After a bunch of pomp and circumstance to welcome Princess Clara, Clara is treated to the single decent scene of the entire movie – a ballet (featuring Misty Copeland) explaining the current situation of the four realms in dance, but also unnecessarily narrated by the Sugar Plum Fairy. Maybe it was my imagination, but it seemed Copeland was as visibly annoyed as me at having to listen to Sugar Plum’s grating voice. Later, everyone keeps talking about the ravaging of the war and fretting about the impending destruction of all the land at the hands of the fourth regent, Mother Ginger (Helen Mirren), despite zero evidence of any kind of war. At this point, I was desperately hoping Mirren would swoop in with a fantastic villain and redeem the remainder of the film. Ohhhhhh, optimism.
The one tiny ray of light in this mess.
In her introductory scene, Mirren is awesome…for about sixty seconds. Then, the screenplay intervenes and wrecks everything. The film tries to distract the viewer from this knowledge with a creepy bunch of clowns who double as the contents of a Russian nesting doll. Picture Pennywise leaping out of the clown from Spawn, leaping out of the clown from AHS: Freakshow, leaping out of Ronald McDonald, leaping out of the other Pennywise and all of them chasing you. Yeah! This is a kid’s movie.
Because the filmmakers seemed only interested in visuals and costumes, we were left with all kinds of basic questions, including WTF. Why is everyone at war?

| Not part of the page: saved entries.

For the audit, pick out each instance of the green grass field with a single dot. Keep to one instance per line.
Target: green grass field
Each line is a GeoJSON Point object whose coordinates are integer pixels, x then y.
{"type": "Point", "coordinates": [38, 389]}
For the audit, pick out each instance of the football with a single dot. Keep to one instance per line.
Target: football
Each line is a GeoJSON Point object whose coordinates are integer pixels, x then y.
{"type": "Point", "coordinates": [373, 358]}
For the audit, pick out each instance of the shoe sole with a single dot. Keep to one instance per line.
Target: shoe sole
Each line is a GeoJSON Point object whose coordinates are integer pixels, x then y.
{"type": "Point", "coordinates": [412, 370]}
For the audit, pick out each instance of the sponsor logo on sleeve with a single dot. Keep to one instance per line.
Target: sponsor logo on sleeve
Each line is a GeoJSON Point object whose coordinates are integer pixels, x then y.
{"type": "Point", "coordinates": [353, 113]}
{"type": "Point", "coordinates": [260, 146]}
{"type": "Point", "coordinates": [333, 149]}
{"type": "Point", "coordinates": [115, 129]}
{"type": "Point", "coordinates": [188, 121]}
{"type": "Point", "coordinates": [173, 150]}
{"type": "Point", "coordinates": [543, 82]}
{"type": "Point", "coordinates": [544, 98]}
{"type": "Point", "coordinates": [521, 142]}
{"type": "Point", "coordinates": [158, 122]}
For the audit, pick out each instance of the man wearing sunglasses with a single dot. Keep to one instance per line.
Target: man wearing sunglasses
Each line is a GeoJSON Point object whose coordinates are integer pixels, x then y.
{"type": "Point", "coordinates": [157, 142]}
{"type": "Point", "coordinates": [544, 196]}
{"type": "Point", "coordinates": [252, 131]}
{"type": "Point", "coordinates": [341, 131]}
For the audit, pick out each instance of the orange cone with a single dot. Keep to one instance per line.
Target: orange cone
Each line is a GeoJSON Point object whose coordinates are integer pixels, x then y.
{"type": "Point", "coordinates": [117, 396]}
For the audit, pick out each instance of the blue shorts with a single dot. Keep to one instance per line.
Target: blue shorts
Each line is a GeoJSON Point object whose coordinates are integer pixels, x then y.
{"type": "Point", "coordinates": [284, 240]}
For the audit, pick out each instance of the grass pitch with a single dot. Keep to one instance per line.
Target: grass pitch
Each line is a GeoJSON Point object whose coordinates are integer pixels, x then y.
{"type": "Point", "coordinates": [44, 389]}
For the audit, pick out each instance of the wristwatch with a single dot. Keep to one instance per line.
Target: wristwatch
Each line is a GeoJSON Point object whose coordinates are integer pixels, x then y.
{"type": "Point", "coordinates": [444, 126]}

Where is the war? Why is there only one Nutcracker? What is the relationship and history of any of these realms? If Clara’s mom brought all of the toys to life (which is why she was queen), where did she get all of the toys? Why isn’t Drosselmeyer there helping, since he obviously knows about the realms and has been there? Why didn’t Drosselmeyer or Clara’s mother bother telling Clara anything, despite both of them deliberately putting Clara into the position of rescuing the realms? Why didn’t Clara’s mother explain to the toys why she was leaving? Where are the people in these realms? There are also all kinds of plot holes exposed when the big (read: lousy) reveal occurs, but by then you will have drowned yourself in your soda.
This is what I signed up for? THIS?!
I feel like I still have not conveyed the true misery of this entire film. It was obvious throughout the film that some poor editor was forced to take a hatchet to much of the original film, assuming of course that the original screenplay was more than just the message on a Candy Heart. The characters can be wholly described as either utterly useless or insipid, and the acting is best described as not-Helen-Mirren (including nearly all of Helen Mirren). In short, I would rather be hot-as-balls for a week, standing in line with too many people, all of us smelling like runny tattoos, than have to sit through this film again. Ohhhhh, Disney.
Rating: Ask for all of your money back and discounted park hoppers for Disney World. They owe us.